Black blood gushed from the cracks in the churning earth, only to be quickly covered by new soil.
A passageway was forcibly torn open.
Behind the rolling waves of earth, in an area about several tens of meters wide, the ground solidified again, and the frozen soil was compacted to be harder and flatter than before.
This passage stretched from the front of the fortress all the way to the rear of the zombie horde. The surging waves of earth on both sides were like two high walls that were constantly collapsing and being rebuilt, temporarily keeping the remaining infected outside.
"Now!" Perfit slammed his cane on the ground, his voice hoarse but carrying across the entire position. "Everyone, retreat in squad order! Wagons and artillery in the middle, knights at the rear! No stopping!"
Chertzov pulled the military flag from the top of the ramparts and ran down the stone steps.
The hem of his coat billowed in the wind like a battle flag, intertwining with the real battle flag above his head.
Upon hearing his command, the Ross soldiers on the position scrambled up from behind the firing ports, lifted their wounded comrades and dragged them onto the wagons, while the artillery crew carried the remaining half-box of shells onto the gun carriages. The warhorses were pulled around by their reins, their hooves leaving messy hoofprints in the frozen ground.
Belfast was the first to rush into that passage.
The hydraulic linkages of the Steam Knight armor hummed as she ran, and the chainsaw sword swung horizontally in her hand, slicing several infected individuals that had slipped out from the gaps in the earthen waves on either side in half.
Each step she took left a shallow crater in the freshly compacted frozen ground, and the exhaust whistling from the back of her armor stretched into a long, drawn-out whine in the night.
Ludwig and the flag captain led the knights to cover the rear.
The gray-armored knights planted their shields side by side in the frozen ground at the rear of the column. The sword and rose knights stood between the shields, cutting down the last wave of infected who charged at them, then pulled out the shields and quickly caught up with the convoy that was speeding away.
Cherzov was the last to leave the position. He carried the military flag on his shoulder and looked back every few steps at the small fortress that had been overwhelmed by the infected.
The makeshift wall made of frozen soil still stands, studded with broken earth spikes and embedded corpses, with canteens and bayonets left behind by the soldiers who didn't have time to take them with them behind the firing ports.

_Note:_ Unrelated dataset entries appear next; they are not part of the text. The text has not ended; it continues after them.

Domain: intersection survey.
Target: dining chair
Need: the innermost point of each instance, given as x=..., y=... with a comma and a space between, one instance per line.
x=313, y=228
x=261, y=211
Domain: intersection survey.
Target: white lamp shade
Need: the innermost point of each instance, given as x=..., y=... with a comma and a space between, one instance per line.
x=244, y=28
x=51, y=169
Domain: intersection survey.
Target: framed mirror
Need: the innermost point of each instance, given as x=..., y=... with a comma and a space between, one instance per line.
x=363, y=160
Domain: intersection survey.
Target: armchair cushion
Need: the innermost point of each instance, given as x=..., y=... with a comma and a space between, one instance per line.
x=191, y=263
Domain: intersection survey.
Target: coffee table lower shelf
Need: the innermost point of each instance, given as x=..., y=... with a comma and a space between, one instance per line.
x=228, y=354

The warhorses galloped along the road pulling the artillery carts. The cart wheels rolled over the freshly compacted frozen ground, and the winter clothes and bedding inside the carts rustled and rubbed against each other with each bump.
Perfit was the last to step onto the path.
Her legs began to give way after running a few steps.
The blackness at the edge of my vision surged back, this time even darker than before, converging from the four corners of my vision toward the center, like a door slowly closing.
She heard Belfast stop a few steps ahead of her, her metal feet scraping the ground with a harsh screech, followed by Chernzov's hoarse shout—someone was calling her name, but she couldn't hear it anymore.
The last thing she felt was a pair of metal arms plunging her from the frozen ground through her ribs, her back pressed against a cold breastplate, and the white mist from the exhaust grille hitting her cheeks, warm to the touch.
The sound of the steam core suddenly rose, and Belfast extracted the last bit of calorific value from the compressed anthracite in the furnace.
The steam-powered knight armor accelerated wildly under the starry sky, each step covering an extremely long distance, leaving spiderweb-like cracks on the frozen ground.
The surging waves of earth on both sides of the passage fell silent again after Perfit lost consciousness, and the infected people swallowed underground and the torn permafrost solidified together into an uneven gray hill.
They fled in a sorry state, but even so, they managed to survive.